I've been reading Barbara Kingsolver's collection of short stories entitled High Tide in Tuscon. People have been telling me to read her book Animal, Vegetable, Miracle for years. - since before I even thought about farming... and since I hate doing what people tell me to ::wink::, I have avoided reading it! But, I picked up High Tide while doing laundry at a friend's house and stuffed it in my sack once the spin cycle finished.
A few nights ago I came across some words that stuck to me. I should say that there are a lot of words in this book that stick... but I felt compelled to share these, in particular:
"I'm in awe of those people who seem bent from early childhood upon a passionate vocational path... When I was a child, if anyone asked what I wanted to be when I grew up... I planned to be a farmer and a ballerina and a writer and a doctor and a musician and a zookeeper. This is not the right answer. I know that now. 'Philosopher-king' you might as well say. 'Sword swallower-stockbroker. Wrestler-art historian'. A business card that list more than one profession does not go down well in the grown-up set. We're supposed to have one main thing we do well, and it's okay to have hobbies if they are victimless and don't get out of hand, but to confess to disparate passions is generally taken in our society as a sign of attention deficit disorder."

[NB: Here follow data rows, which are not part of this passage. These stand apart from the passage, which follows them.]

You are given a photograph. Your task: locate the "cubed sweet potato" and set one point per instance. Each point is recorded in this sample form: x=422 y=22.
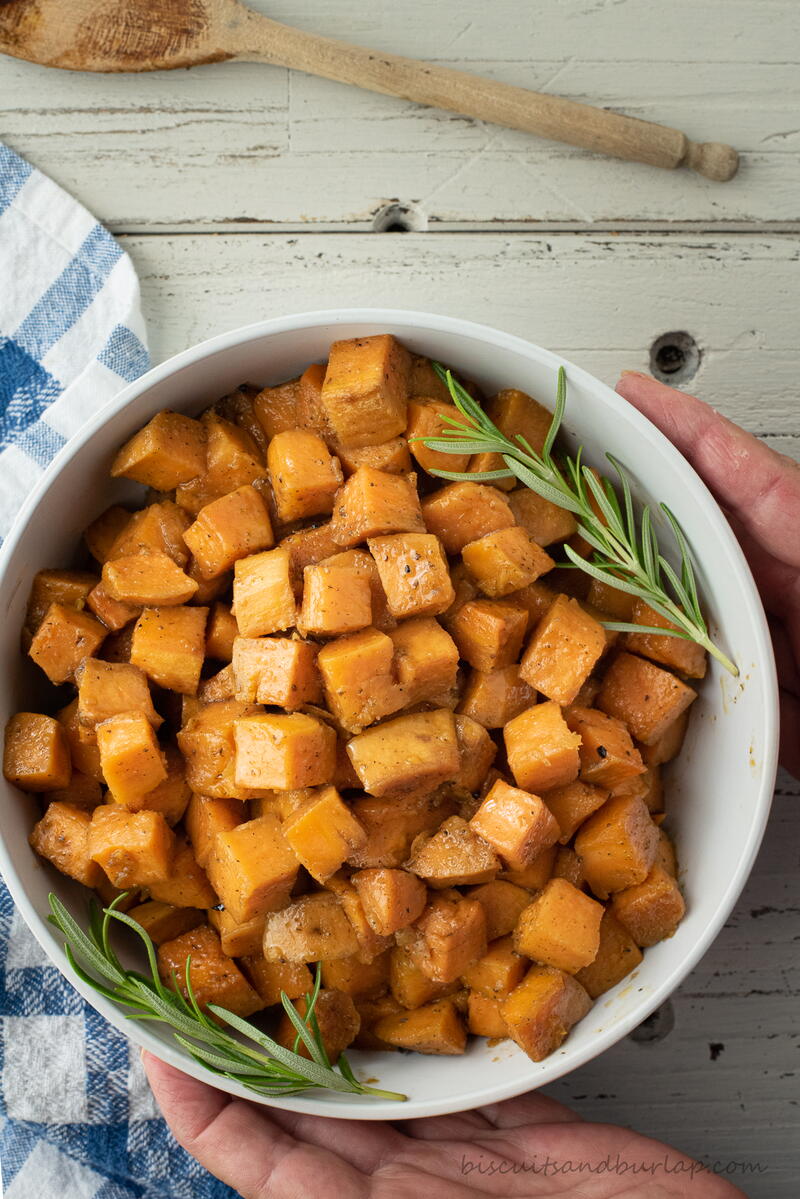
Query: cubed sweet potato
x=540 y=1012
x=495 y=697
x=169 y=645
x=617 y=845
x=434 y=1028
x=134 y=849
x=463 y=512
x=36 y=754
x=169 y=450
x=608 y=757
x=414 y=573
x=542 y=752
x=617 y=956
x=64 y=639
x=61 y=837
x=517 y=825
x=563 y=651
x=264 y=600
x=560 y=927
x=407 y=753
x=215 y=977
x=453 y=856
x=488 y=632
x=643 y=696
x=366 y=389
x=252 y=868
x=313 y=928
x=501 y=903
x=505 y=560
x=323 y=832
x=230 y=528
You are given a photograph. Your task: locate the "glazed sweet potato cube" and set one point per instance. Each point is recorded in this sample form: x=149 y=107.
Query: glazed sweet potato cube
x=215 y=977
x=313 y=928
x=572 y=805
x=540 y=1012
x=477 y=752
x=130 y=755
x=230 y=528
x=169 y=450
x=134 y=849
x=64 y=639
x=495 y=697
x=501 y=903
x=542 y=752
x=36 y=754
x=263 y=594
x=462 y=512
x=109 y=688
x=643 y=696
x=687 y=657
x=358 y=978
x=187 y=885
x=323 y=832
x=156 y=529
x=373 y=504
x=252 y=868
x=414 y=573
x=434 y=1029
x=407 y=753
x=560 y=927
x=617 y=956
x=169 y=645
x=366 y=389
x=61 y=837
x=563 y=651
x=517 y=825
x=162 y=922
x=608 y=757
x=505 y=560
x=449 y=937
x=391 y=898
x=337 y=1020
x=283 y=751
x=391 y=457
x=336 y=600
x=488 y=633
x=358 y=674
x=270 y=978
x=542 y=520
x=453 y=856
x=425 y=420
x=278 y=670
x=653 y=909
x=618 y=845
x=205 y=818
x=304 y=475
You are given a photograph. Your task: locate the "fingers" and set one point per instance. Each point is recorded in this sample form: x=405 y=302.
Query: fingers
x=758 y=484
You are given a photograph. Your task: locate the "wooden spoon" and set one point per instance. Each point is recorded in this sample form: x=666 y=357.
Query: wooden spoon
x=161 y=35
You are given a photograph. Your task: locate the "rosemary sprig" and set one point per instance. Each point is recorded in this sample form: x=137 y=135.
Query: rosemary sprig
x=626 y=555
x=258 y=1062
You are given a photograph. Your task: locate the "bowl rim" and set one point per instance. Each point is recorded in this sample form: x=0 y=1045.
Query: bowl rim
x=557 y=1065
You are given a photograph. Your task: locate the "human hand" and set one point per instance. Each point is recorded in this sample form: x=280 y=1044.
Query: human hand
x=759 y=492
x=522 y=1149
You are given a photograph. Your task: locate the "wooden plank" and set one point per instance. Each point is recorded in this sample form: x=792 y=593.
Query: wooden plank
x=245 y=144
x=601 y=300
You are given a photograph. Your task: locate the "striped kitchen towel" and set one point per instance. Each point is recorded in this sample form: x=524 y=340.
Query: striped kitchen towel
x=77 y=1118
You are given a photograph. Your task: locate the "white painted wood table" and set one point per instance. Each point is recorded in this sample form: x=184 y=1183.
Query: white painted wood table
x=246 y=192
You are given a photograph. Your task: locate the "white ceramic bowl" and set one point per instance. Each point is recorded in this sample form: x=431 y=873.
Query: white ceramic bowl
x=719 y=790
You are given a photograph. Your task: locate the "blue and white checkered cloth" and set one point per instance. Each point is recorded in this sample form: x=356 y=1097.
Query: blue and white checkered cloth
x=77 y=1119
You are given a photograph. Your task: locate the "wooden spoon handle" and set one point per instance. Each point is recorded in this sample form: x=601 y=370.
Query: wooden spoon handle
x=549 y=116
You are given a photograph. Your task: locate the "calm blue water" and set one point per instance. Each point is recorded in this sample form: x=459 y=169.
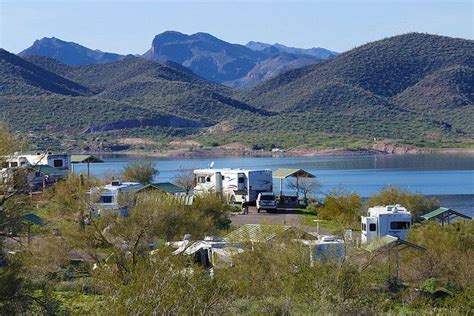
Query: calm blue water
x=450 y=177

She goes on to support a case for the multi-tasker:
"Thoreau was unabashedly both scientific and literary; so was Darwin. But something has happened since then. Life is faster and more streamlined, and there is too much we have to know, just to get the job done right. To get one job done right, let alone seven or eight. And certainly we are supposed to get it right." *
As many of you know, I was (and still am!) an architect. I still very much identify with that part of my brain. But, at the same time, I am very much a farmer. I love to create, design, get dirty, problem-solve, grow, tear-down, nurture, dream big and focus on the details. From that list, I find it hard to differentiate which verb matches what noun. When I was a child, I told everyone that I would be an architect. And as soon as I could, I made educational moves to make sure that happened. I never dreamed I would turn out to be an organic farmer. But now that I am one, I couldn't imagine a better way to spend my days. I joke that my business card would read "farmitect"... it would also be crumpled and muddy - written in the most perfectly designed font, with instructions to cut+fold it into a mini doll house!
* pg. 130-131. Singsolver, Barbara, High Tide in Tuscon, HarperCollins, 1995.